I just leave the mama with the flock during setting and to raise them. I have a chicken wire pen in the coop built for broodies and new babies, but once the broody is setting on real eggs, it is very difficult to move her and have her stay on the nest, so I have to isolate her in there for a day or two before allowing her to set eggs. Some people have been able to move a setting broody with eggs successfully, at night, but it has not worked for me. One batch I let hatch in the broody pen. Trouble was, the new chicks could get through the wire, and did, leaving mama in the broody pen and the babies out with the rest. So I left it like this for a couple of days; the chicks would go back and forth to mama all day long. Then I just gave up and let mama out. Haven't fixed this problem and tried keeping them in the broody pen yet.
I did let a few hatch this year in the heat of the summer in the coop, but mama turned out to be a chick killer. I used to have a wonderful mama who did a great job of raising all her babies in with the flock. Wish I still had her.
It's such an individual thing; you just never know how it's going to turn out. In the old days, of course, they were always raised with the flock. And I'm sure the ones that survived were the strong ones, ones you would want to breed again.

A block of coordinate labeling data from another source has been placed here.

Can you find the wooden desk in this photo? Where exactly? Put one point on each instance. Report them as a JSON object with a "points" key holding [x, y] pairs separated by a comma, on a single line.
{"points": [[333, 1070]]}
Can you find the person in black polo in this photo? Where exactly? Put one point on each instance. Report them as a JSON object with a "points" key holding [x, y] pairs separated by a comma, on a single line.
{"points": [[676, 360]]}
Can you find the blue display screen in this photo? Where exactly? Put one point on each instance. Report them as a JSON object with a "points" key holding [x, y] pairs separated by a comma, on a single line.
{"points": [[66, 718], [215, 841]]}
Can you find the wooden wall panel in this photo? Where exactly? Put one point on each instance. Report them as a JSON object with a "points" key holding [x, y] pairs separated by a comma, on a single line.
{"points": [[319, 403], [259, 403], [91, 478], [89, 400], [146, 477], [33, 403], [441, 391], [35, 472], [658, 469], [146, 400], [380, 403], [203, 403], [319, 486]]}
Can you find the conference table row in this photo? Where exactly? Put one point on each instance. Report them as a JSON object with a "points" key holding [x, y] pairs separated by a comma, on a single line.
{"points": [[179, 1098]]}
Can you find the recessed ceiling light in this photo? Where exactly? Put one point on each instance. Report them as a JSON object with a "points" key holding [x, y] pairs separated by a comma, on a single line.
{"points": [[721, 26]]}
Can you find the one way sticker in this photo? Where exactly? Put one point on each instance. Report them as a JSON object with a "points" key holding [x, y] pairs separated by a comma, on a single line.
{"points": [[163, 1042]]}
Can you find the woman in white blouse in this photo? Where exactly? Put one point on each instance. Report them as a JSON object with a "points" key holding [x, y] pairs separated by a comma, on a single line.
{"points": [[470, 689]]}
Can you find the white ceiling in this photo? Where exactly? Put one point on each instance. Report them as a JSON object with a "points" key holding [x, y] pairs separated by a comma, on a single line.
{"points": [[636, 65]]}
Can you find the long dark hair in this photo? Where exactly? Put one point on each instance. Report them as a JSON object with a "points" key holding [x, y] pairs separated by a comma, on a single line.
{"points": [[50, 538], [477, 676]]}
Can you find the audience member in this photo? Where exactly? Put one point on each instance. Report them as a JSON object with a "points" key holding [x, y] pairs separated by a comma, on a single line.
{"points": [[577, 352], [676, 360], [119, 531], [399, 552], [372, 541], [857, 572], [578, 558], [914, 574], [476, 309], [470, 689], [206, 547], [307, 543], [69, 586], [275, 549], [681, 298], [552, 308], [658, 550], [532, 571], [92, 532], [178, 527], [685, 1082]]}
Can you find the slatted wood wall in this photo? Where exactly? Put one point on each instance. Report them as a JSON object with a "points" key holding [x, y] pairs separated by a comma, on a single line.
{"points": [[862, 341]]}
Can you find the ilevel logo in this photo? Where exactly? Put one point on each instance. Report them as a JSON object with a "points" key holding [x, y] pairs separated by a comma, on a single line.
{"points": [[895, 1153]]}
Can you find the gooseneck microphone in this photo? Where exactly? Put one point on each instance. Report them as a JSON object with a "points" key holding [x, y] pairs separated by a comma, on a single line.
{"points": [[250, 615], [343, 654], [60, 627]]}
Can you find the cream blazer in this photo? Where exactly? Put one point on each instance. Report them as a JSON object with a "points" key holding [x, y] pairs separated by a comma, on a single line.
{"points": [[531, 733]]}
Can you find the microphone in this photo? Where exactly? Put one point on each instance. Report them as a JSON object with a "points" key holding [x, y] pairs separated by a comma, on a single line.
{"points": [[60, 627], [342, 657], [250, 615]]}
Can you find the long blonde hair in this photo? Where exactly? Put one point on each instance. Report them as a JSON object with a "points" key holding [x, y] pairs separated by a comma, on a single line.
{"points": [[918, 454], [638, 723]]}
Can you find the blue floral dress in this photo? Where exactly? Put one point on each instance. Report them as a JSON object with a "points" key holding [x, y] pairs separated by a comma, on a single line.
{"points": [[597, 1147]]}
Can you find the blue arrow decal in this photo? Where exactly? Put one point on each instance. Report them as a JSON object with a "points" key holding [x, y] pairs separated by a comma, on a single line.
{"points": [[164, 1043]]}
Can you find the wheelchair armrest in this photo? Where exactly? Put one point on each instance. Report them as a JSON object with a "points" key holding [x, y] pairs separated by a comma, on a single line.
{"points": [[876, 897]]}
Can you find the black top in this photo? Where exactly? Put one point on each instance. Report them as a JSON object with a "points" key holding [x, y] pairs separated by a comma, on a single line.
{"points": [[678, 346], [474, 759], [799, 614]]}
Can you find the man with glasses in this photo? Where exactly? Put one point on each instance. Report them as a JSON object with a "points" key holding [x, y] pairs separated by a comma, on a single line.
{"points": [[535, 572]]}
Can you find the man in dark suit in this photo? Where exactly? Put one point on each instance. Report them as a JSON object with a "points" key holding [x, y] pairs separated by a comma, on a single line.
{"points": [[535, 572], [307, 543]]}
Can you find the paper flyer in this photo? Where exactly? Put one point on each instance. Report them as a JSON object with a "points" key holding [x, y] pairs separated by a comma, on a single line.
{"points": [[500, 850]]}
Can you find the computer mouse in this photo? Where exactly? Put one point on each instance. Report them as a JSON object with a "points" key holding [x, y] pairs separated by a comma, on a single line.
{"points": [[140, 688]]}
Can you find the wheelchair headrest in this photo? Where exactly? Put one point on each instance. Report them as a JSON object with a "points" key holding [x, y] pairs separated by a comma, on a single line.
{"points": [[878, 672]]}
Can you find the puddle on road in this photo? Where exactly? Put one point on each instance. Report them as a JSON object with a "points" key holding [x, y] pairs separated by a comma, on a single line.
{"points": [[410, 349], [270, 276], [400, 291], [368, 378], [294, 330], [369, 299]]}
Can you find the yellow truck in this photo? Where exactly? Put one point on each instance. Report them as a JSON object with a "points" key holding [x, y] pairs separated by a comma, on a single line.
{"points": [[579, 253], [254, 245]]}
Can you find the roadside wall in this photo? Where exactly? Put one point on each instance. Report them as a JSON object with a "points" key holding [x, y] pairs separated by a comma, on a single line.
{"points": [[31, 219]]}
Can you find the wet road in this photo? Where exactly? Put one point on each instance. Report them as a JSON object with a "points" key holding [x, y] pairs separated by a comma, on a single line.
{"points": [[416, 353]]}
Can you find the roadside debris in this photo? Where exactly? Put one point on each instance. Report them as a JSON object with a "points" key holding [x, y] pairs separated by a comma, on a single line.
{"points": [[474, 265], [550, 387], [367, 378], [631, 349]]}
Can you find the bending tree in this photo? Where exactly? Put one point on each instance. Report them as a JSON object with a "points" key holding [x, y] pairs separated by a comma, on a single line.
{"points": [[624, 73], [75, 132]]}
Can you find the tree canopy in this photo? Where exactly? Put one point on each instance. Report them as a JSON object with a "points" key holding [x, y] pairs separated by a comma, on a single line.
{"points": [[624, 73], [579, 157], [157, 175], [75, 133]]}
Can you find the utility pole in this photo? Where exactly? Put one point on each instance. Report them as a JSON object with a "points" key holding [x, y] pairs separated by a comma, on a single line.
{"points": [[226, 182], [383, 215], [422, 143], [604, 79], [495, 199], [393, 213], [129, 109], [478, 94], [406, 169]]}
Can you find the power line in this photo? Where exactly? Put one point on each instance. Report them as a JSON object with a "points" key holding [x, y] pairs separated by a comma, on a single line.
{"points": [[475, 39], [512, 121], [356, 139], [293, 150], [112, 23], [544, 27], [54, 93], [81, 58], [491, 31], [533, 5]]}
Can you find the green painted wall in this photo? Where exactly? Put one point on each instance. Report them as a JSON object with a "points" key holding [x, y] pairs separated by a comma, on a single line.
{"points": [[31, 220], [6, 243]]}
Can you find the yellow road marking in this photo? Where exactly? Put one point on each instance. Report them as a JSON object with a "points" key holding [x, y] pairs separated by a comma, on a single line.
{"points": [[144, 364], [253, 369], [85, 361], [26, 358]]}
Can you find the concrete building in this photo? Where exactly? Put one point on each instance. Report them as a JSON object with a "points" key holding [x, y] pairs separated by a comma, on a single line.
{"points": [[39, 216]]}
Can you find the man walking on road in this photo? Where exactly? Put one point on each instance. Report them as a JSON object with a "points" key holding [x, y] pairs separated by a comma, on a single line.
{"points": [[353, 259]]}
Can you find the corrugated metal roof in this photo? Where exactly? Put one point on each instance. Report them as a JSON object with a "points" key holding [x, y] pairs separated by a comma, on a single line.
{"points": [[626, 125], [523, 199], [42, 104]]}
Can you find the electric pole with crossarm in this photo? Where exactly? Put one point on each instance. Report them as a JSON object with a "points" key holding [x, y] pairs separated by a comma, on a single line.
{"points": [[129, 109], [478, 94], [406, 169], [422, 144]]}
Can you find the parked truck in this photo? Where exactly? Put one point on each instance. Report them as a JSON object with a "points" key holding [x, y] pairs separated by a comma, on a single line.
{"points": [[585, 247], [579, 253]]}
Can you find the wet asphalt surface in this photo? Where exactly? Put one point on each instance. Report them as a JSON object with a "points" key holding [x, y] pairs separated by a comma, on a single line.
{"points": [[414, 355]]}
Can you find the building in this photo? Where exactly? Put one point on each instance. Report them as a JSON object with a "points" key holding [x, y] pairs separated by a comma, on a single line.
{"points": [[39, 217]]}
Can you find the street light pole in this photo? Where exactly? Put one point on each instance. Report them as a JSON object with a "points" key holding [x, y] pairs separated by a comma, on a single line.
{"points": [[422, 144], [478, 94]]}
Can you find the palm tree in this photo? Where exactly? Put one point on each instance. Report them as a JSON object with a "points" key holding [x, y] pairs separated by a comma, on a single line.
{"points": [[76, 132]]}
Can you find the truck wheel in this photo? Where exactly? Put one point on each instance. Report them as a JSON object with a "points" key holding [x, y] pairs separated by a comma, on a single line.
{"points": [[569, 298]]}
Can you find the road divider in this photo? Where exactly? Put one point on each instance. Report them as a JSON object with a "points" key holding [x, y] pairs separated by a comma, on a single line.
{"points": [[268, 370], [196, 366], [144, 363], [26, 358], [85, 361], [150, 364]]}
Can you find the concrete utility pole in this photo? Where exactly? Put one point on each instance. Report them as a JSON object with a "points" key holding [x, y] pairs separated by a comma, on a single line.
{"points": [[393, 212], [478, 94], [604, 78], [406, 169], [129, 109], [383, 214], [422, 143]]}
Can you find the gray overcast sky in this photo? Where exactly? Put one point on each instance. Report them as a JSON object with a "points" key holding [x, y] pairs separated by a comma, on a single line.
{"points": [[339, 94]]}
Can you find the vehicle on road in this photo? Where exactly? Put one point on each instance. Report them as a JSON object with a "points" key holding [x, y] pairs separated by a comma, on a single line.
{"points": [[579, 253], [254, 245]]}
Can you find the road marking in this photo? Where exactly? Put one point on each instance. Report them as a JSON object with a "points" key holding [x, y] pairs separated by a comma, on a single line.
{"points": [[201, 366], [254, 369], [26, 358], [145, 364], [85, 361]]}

I put 4x4's and bricks and stuff down so the babies could get to the nest or whatever, but after a couple of days of running around, they were able to jump/fly about as high as they wanted. At two or three weeks they had no trouble flying up to the 30" high roost. They didn't roost, they slept under mama in the nest, but they played on the roost. They only used my steps a few times before they were going up and down on their own. People have raised chicks who were hatched in hay lofts. They half fly down on about day 3 and everyone finds a different bed on the barn floor.